If you are suffering from depression, feelings of negativity can affect your whole being. While different types of depression exist, most have mood, cognitive, sleep, behavioural, whole body, and weight effects. You are likely experiencing feelings of apathy, general discontent, loss of interest in things that used to be pleasurable, mood swings, or overall sadness. In addition, you may have thoughts of suicide, problems sleeping, feel excessively irritable, socially isolated, and restless. Depression often affects your weight as well – you may lose interest in eating and lose a significant amount of weight or feel overly hungry and put on excess weight.
Manic moods are characterised by unusually high energy and mood. Feelings of euphoria are often present. These elevated moods typically last three days or more for most of the day. Classic mania symptoms include talking rapidly and/or excessively, needing significantly less sleep than normal, distractibility, poor judgment, impulsivity, and making reckless decisions.

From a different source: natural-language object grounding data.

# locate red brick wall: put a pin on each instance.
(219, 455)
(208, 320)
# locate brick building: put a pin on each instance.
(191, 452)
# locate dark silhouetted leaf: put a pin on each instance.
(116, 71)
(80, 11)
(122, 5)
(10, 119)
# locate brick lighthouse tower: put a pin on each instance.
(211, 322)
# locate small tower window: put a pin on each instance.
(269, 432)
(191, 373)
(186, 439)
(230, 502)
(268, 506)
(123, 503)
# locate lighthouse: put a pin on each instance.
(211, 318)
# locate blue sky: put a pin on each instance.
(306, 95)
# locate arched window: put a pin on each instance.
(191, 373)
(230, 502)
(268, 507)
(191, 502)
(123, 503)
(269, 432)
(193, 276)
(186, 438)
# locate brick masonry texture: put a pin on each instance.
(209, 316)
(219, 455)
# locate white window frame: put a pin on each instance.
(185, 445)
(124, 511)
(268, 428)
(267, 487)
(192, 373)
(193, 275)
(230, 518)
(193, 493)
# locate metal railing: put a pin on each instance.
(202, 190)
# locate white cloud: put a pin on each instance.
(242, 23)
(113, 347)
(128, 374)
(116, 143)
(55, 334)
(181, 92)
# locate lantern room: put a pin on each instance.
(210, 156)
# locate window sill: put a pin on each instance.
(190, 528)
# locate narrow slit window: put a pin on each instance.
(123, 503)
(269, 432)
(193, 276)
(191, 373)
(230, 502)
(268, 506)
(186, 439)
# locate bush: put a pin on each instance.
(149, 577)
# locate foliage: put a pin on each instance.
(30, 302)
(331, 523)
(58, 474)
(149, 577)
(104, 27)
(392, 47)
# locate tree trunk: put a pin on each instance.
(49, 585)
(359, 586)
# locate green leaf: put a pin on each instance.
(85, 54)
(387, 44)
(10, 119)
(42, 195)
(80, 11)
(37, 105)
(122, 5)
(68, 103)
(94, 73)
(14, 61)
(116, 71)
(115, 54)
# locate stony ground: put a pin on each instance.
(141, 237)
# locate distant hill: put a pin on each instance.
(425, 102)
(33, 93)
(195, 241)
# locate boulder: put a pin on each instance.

Cause and Effect of Mood Disorders
What causes mood disorders? Researchers and medical professionals do not have a pinpointed answer for this question, but believe both biological and environmental factors are at play. If your family history includes individuals who have been diagnosed with mood disorders, your likelihood of experiencing them, while still low overall, is increased. Traumatic life events are also considered culprits of the onset of mood disorders as well. Mood disorders can negatively impact your work life and school life and intrude on your personal relationships. In some cases, medications and substance abuse can be the cause behind your disorder.
Prevalence of Mood Disorders
Mood disorders have been found to affect approximately 20% of the general population at any given point. More specifically, 17% of the U.S. population is thought to suffer from depression over the course of their lifetime, with bipolar disorder affecting only 1% of the general population. However, researchers agree that many instances of manic moods often go unnoticed or are deemed unproblematic, causing a significant decrease in their reported prevalence.
Mood disorders are diagnosed through both physical examinations and mental health evaluations. Your physician will perform a physical exam to rule out any underlying medical conditions that are causing an effect on your mood. If ruled out, a mental health provider may perform a series of assessments to determine your mood stability and mental health. Many individuals are reluctant to seek help for mood disorders due to the social stigma associated with them. Because of this, many go undiagnosed and approximately only 20% of those diagnosed receive treatment.
Mood disorders are treated primarily through medications and psychotherapy. Even with treatment though, it is not uncommon for mood disorders to persist throughout a lifetime or to come and go on occasion. Education about mood disorders help individuals suffering from these conditions recognise patterns of behaviour and thought that are indicative of a mood disorder resurfacing – and prompt them to seek additional treatment.
Typically, antidepressants and anti-anxiety medications are prescribed to individuals coping with mood disorders to alleviate emotional distress. Even with medications though, most mental health providers recommend them in combination with psychotherapy.
Psychotherapy, or talk therapy, is focused on changing thought patterns and behaviours. Cognitive behavioural therapy is often considered the benchmark therapy treatment for individuals living with mood disorders. It has been found to have significant positive treatment effects, and in some cases, psychotherapy alone is enough to treat a mood disorder.
Some mood disorders, such as bipolar depression, are usually treated with lifelong medication of mood stabilisers combined with psychotherapy. In addition, the severity of some mood disorders may cause hospitalisation, especially if the affected individuals has tried to inflict harm on themselves or others or have thoughts or attempted suicide.